Tenego Partnering

Partner Management: The Fool’s Hope of Asking What They Need – What most Tech CEOs get wrong when Starting in Partnering #8

This post is #8 in the series, Starting in Partnering: What most Tech CEOs get wrong. Click here to read previous post #7 Partner Enablement: A Glaring Gap or a Shocking Shortfall?

 

It’s difficult to talk about Partner Management, without overlapping on other typical mistakes and challenges in Company Culture, Partner Enablement, the Partnering Team and more. These are covered in other articles in the series.

Different company cultures approach partner management differently, from trying to manage as part of the sales team to being the best intentioned for the partner’s success. Are we trying to Manage the partners when we should be Supporting the partners? BUT do we know how to support the partners?

The typical ‘misunderstandings’ in Partner Management for Tech CEOs in starting in partnering are:

Partners don’t want to be ‘managed’

Maybe the misunderstandings start with the term “Partner Management”. ‘Managed’ implies they need to be kept in line, kept focussed and working hard to meet their agreed targets. ‘Managed’ implies the partner is working for the vendor, and doesn’t speak ‘Partnering’.

“You’re Onboarded Now. Let us know if you need anything.”

As covered in the previous post, Onboarding is typically overwhelming and too much too soon for the partners. The Partner Management sins here are assuming the partners have everything they need, and that the partners know what they need.

Partners don’t know what they need. The vendor is supposed to know what is needed. Managing the combination of vendor and partner capabilities is the challenge to create the joint opportunities.

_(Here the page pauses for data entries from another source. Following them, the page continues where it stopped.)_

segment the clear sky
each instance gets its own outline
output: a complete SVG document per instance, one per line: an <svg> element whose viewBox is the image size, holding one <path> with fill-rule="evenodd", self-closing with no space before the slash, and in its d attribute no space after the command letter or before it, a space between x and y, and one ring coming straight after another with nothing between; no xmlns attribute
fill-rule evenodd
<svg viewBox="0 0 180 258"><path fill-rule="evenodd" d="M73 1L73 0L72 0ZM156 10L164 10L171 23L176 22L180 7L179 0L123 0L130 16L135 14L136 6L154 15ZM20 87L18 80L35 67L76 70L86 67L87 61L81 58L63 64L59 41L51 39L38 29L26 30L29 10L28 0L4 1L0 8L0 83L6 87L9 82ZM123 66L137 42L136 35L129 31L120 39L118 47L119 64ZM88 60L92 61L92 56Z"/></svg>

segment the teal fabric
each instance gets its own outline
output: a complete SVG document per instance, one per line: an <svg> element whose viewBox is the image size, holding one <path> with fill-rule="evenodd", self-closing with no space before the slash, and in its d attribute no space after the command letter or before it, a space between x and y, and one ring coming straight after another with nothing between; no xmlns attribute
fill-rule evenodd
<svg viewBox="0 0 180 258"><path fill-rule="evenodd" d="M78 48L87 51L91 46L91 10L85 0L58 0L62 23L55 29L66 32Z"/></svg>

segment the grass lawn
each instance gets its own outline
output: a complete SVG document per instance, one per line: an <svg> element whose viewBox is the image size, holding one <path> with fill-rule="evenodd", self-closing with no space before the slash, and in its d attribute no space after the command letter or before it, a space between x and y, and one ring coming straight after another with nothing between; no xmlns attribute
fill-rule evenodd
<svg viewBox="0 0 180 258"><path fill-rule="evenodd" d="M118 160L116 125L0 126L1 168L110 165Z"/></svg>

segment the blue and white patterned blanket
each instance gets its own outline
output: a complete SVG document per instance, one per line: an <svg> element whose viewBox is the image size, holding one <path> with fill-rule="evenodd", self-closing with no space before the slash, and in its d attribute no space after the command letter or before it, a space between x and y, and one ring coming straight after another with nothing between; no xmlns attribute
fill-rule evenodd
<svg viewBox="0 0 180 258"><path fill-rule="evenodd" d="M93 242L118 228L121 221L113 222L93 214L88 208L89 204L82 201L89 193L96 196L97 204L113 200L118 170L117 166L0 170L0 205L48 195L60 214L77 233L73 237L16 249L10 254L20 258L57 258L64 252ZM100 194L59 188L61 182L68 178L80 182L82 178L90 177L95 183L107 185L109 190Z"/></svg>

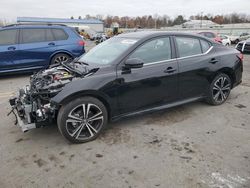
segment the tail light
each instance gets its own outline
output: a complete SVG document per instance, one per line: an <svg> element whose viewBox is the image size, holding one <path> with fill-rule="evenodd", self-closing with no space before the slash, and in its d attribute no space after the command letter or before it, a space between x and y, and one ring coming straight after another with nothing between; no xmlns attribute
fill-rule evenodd
<svg viewBox="0 0 250 188"><path fill-rule="evenodd" d="M79 45L79 46L85 46L84 40L79 40L79 41L78 41L78 45Z"/></svg>

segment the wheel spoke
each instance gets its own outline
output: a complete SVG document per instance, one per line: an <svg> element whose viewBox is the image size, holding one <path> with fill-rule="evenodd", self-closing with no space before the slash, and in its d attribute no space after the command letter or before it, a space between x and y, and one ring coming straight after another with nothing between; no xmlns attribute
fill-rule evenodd
<svg viewBox="0 0 250 188"><path fill-rule="evenodd" d="M83 125L78 126L78 127L73 131L73 133L70 134L70 136L74 137L75 134L76 134L80 129L82 130L82 127L83 127Z"/></svg>
<svg viewBox="0 0 250 188"><path fill-rule="evenodd" d="M92 117L88 118L89 121L95 121L96 118L99 118L98 116L102 115L102 112L99 112L95 115L93 115ZM103 116L100 116L103 118Z"/></svg>
<svg viewBox="0 0 250 188"><path fill-rule="evenodd" d="M80 136L81 132L82 132L82 129L85 125L82 125L81 128L78 130L78 133L76 135L76 139L78 139L78 137Z"/></svg>
<svg viewBox="0 0 250 188"><path fill-rule="evenodd" d="M226 96L224 95L224 93L222 91L220 92L220 96L221 96L221 100L224 101L224 99L226 98Z"/></svg>
<svg viewBox="0 0 250 188"><path fill-rule="evenodd" d="M87 104L87 112L85 118L87 119L89 117L89 109L91 107L91 104Z"/></svg>
<svg viewBox="0 0 250 188"><path fill-rule="evenodd" d="M67 119L66 123L81 123L82 121L80 120L75 120L75 119Z"/></svg>
<svg viewBox="0 0 250 188"><path fill-rule="evenodd" d="M219 88L217 85L214 85L213 90L217 90L217 91L219 91L219 90L220 90L220 88Z"/></svg>
<svg viewBox="0 0 250 188"><path fill-rule="evenodd" d="M69 113L66 129L72 138L85 140L98 133L103 121L103 112L97 105L92 103L79 104Z"/></svg>
<svg viewBox="0 0 250 188"><path fill-rule="evenodd" d="M88 131L89 131L90 137L94 136L94 133L93 133L93 131L90 129L90 126L89 126L88 123L86 124L86 127L87 127L87 129L88 129Z"/></svg>
<svg viewBox="0 0 250 188"><path fill-rule="evenodd" d="M224 78L224 77L221 78L221 88L223 88L225 80L226 80L226 78Z"/></svg>
<svg viewBox="0 0 250 188"><path fill-rule="evenodd" d="M95 133L97 133L97 130L96 130L92 125L90 125L89 123L87 123L87 125L88 125Z"/></svg>
<svg viewBox="0 0 250 188"><path fill-rule="evenodd" d="M230 90L230 84L227 84L227 85L224 86L221 90Z"/></svg>
<svg viewBox="0 0 250 188"><path fill-rule="evenodd" d="M216 94L215 94L215 96L214 96L214 100L218 100L218 97L219 97L219 95L220 95L220 92L218 91Z"/></svg>
<svg viewBox="0 0 250 188"><path fill-rule="evenodd" d="M83 119L86 118L86 106L85 104L82 104L82 112L83 112Z"/></svg>
<svg viewBox="0 0 250 188"><path fill-rule="evenodd" d="M93 118L93 119L89 120L89 122L93 122L93 121L96 121L96 120L102 120L103 121L103 116Z"/></svg>

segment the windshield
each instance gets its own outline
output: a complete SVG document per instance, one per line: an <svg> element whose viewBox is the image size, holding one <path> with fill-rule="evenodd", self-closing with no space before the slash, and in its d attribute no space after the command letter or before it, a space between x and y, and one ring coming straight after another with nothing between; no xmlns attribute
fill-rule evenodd
<svg viewBox="0 0 250 188"><path fill-rule="evenodd" d="M106 65L114 61L136 42L136 39L111 38L92 48L88 53L84 54L79 61L88 64Z"/></svg>

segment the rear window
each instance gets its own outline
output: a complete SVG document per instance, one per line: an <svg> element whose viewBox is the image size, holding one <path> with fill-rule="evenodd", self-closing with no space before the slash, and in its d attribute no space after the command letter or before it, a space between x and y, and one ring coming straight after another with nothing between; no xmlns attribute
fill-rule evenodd
<svg viewBox="0 0 250 188"><path fill-rule="evenodd" d="M12 45L16 43L17 30L8 29L0 31L0 45Z"/></svg>
<svg viewBox="0 0 250 188"><path fill-rule="evenodd" d="M44 41L47 41L45 29L21 29L21 43L35 43Z"/></svg>
<svg viewBox="0 0 250 188"><path fill-rule="evenodd" d="M180 57L202 54L199 39L191 37L176 37Z"/></svg>
<svg viewBox="0 0 250 188"><path fill-rule="evenodd" d="M208 49L211 47L210 43L208 43L205 40L200 40L201 41L201 48L202 48L202 52L205 53L208 51Z"/></svg>
<svg viewBox="0 0 250 188"><path fill-rule="evenodd" d="M52 29L55 40L67 40L68 35L62 29Z"/></svg>

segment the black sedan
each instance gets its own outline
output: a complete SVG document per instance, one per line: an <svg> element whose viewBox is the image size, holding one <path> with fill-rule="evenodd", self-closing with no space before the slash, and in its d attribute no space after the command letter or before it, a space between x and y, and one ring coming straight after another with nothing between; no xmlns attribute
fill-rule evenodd
<svg viewBox="0 0 250 188"><path fill-rule="evenodd" d="M23 131L56 121L65 138L82 143L122 117L198 100L224 103L241 83L242 61L237 50L198 35L122 34L34 74L10 104Z"/></svg>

Partner Plans: “How much will you sell for us?”

Many partnerships fail due to the lack of a plan be implemented at agreements stage or immediately following. Many skip quickly over planning due to not knowing what should be done.

A partner’s revenue target can’t be managed, and months later before the real issues arise and maybe too late to save the partnership. As detailed in the previous post #7 Partner Enablement: A Glaring Gap or a Shocking Shortfall, the support required for the partner is underestimated.

Partner Plans assume too much in the partners readiness, overwhelm the partner with new products to learn, push too fast for results while providing too little detail to measure and manage.

Forecasting Revenues from Partners: “Your guess is as good as mine”

A predictable forecast enables business leaders to plan better. Within a company’s direct sales, practices can be put in place and track record of the salespeople allows companies to forecast to some level of accuracy. Forecasting through partners adds the layers of complexity of you don’t know the partners salespeople practices and you don’t know the salespeople.

Given that your solution is only part of the partner’s business, an accurate forecast is less relevant for them.

Similar to the challenges at the Partner Agreements stage, how much does accurate forecasting future revenues improve the partner performance? Click here to read post #6 Partner Agreements – Over Protecting Some Future Pot of Gold.

•All Push and No Support: “Not understanding the partner’s business”

So many partnering mistakes come from Tech Leaders over focusing on what they get from the partnership.

Like so many things, when a person needs to push a relationship, we need to question if the joint purpose has been lost. We don’t fix a delicate machine with a hammer.

When business pressures mount on tech leaders, too often pressure that finds its way down to push the wrong levers in partnership relationships and cause damage. Understanding a partner’s business helps partner managers determine what levers they can pull, and how to affect change in a partner’s business behaviour.

•Partner Financial Incentives can be a crude and blunt instrument

Misaligned direct financial incentives can cause damage to a partnership relationship, showing a lack of understanding of the partner’s business focus.

“We’ll pay you €100k for a small number of good referrals that result in deals.” – Why did this offer get attention and best intentions but fail to motivate partners?

Your partners don’t work solely for financial reward, they work for their selected purpose and goals, and want to be rewarded for achievement in these goals. Generous financial incentives may get partners to consider changing their plans for a period, but aligned incentives will always produce better results.

 

The best teams seek to understand the partner’s business to assess the rhythm of their business to determine where and how to support, influence, and enable activities to drive joint-sales objectives. Understanding the rhythm of the partner’s business, and how much the vendors product fits within the partners business will determine the forecast. With this understanding, then where and how to influence, support and incentify can be determined to boost sales through the partner.